For the first few miles there were villagers, but after that a
long tract of jungle, inhabited chiefly by antelopes and
rhinoceros. It was wilder in appearance than most parts of
Unyamuezi. In this
jungle a tributary nullah to the Gombe, called Nurhungure, is the
boundary-line between the great Country of the Moon and the
kingdom of Uzinza.
Chapter VI
Uzinza
The Politics of Uzinza - The Wahuma - "The Pig's" Trick - First
Taste of Usui Taxation - Pillaged by Mfumbi - Pillaged by Makaka -
Pillaged by Lumeresi - Grant Stripped by M'Yonga - Stripped Again
by Ruhe - Terrors and Defections in the Camp - Driven back to Kaze
with new Tribulations and Impediments.
Uzinza, which we now entered, is ruled by two Wahuma chieftains
of foreign blood, descended from the Abyssinian stock, of whom we
saw specimens scattered all over Unyamuezi, and who extended even
down south as far as Fipa. Travellers see very little, however,
of these Wahuma, because, being pastorals, they roam about with
their flocks and build huts as far away as they can from
cultivation. Most of the small district chiefs, too, are the
descendants of those who ruled in the same places before the
country was invaded, and with them travellers put up and have
their dealings. The dress of the Wahuma is very simple, composed
chiefly of cow-hide tanned black - a few magic ornaments and
charms, brass or copper bracelets, and immense number of sambo
for stockings, which looked very awkward on their long legs.

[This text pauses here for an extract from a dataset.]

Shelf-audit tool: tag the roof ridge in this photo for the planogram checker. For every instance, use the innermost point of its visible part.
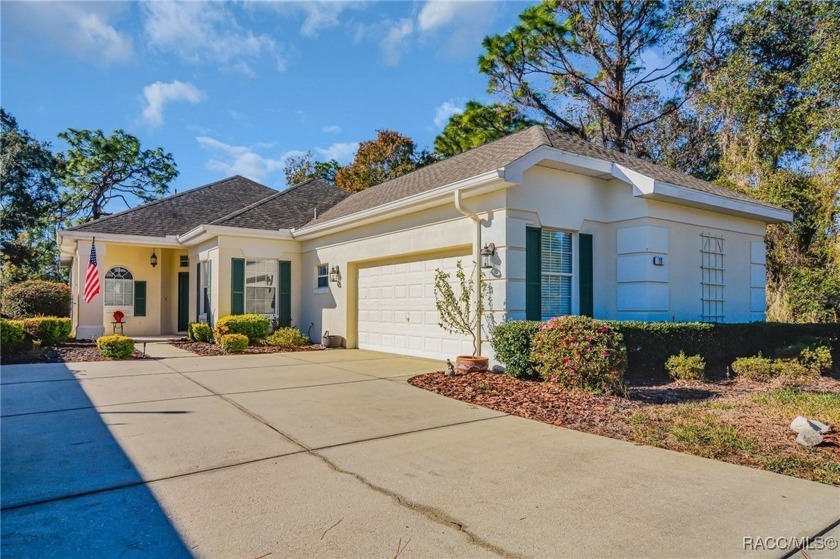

They smear themselves with rancid butter instead of macassar, and
are, in consequence, very offensive to all but the negro, who
seems, rather than otherwise, to enjoy a good sharp nose tickler.
For arms they carry both bow and spear; more generally the
latter. The Wazinza in the southern parts are so much like the
Wanyamuezi, as not to require any especial notice; but in the
north, where the country is more hilly, they are much more
energetic and actively built. All alike live in grass-hut
villages, fenced round by bomas in the south, but open in the
north. Their country rises in high rolls, increasing in altitude
as it approaches the Mountains of the Moon, and is generally well
cultivated, being subjected to more of the periodical rains than
the regions we have left, though springs are not so abundant, I
believe, as they are in the Land of the Moon, where they ooze out
by the flanks of the little granitic hills.